The younger Schembechler said that Anderson sexually molested him when he was 10 years old, but when he told his father, Bo allegedly became physical with him.
But, there was an online petition circling from the ex-players’ peers defending Schembechler’s legacy. It has since been closed.
“Our experiences tell us that the Bo Schembechler we knew would never have tolerated any abuse or mistreatment of his players, his staff, or any other individual,” the petition on Change.org said. “We believe firmly, that if he were aware of such behavior, Coach Schembechler would have acted immediately to put a stop to it and would have made sure anyone responsible for it would have been removed from the University of Michigan football program.

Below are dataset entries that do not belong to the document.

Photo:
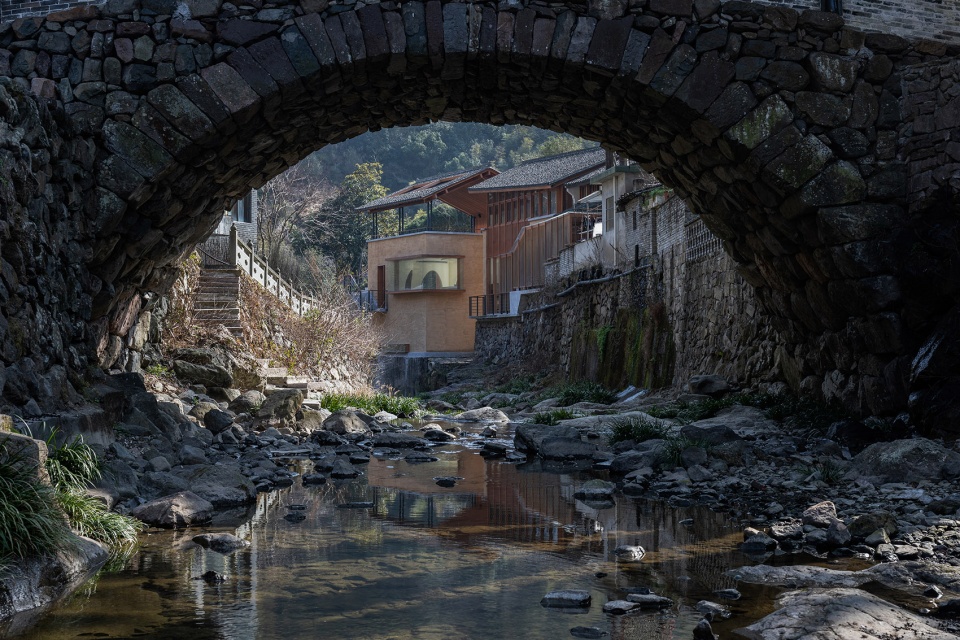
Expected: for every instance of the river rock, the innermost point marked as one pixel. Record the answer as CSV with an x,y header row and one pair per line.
x,y
247,402
709,434
397,440
820,514
216,420
222,543
483,414
559,448
566,598
343,469
709,385
182,509
629,553
595,490
527,437
436,434
840,614
650,600
619,607
221,484
914,459
282,404
714,609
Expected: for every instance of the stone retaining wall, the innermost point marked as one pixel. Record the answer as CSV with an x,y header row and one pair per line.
x,y
934,19
653,326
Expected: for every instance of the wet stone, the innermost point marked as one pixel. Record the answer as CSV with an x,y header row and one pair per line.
x,y
566,599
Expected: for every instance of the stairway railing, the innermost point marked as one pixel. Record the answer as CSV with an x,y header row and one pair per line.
x,y
230,251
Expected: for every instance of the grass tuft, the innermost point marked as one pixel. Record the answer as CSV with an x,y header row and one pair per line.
x,y
638,430
553,417
402,406
582,391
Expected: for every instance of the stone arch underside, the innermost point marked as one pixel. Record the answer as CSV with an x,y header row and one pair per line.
x,y
793,137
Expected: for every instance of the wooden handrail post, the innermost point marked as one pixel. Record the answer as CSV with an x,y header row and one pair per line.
x,y
233,245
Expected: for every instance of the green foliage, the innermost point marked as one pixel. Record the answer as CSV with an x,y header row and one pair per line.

“We want to be clear, as a group we are sympathetic to all victims of sexual abuse. Yearly physicals by family doctors, or athletic physicals by a university doctor were the same physicals as performed by the United States military. There was no reason to suspect abuse in those circumstances. If Coach Schembechler was aware of any criminal or sexual abuse, as we stated above, in our opinion, he would have been outraged and taken action immediately. It is reasonable to assume that Coach Schembechler, like many at the time, believed the physicals were not abusive but rather performed in accordance with standard medical practices.”
And two weeks ago, current Michigan head coach Jim Harbaugh said he did not believe Schembechler would stand by if he knew of Anderson’s abuse.
“There was nothing that I saw in the times when I was a kid here, my dad was on staff or when I played here,” Harbaugh said. “…He never sat on anything. He never procrastinated on anything. He took care of it before the sun went down. That’s the Bo Schembechler that I know. There’s nothing that ever was swept under the rug or ignored. He addressed everything in a timely fashion. That’s the Bo Schembechler that I knew.”
However, a group of dozens of former football players and other Anderson survivors will be holding a press conference on Wednesday morning to go public and detail more allegations of abuse.
Anderson worked at the school for nearly 40 years, from 1966 to 2003. He regularly administered athletes’ physicals, and hundreds of former patients have said Anderson abused and harassed them during routine medical visits.
An investigation by the WilmerHale firm earlier this year confirmed the reports, saying Anderson’s behavior was “not consistent with any recognized standard of care and was, on the contrary, grossly improper.”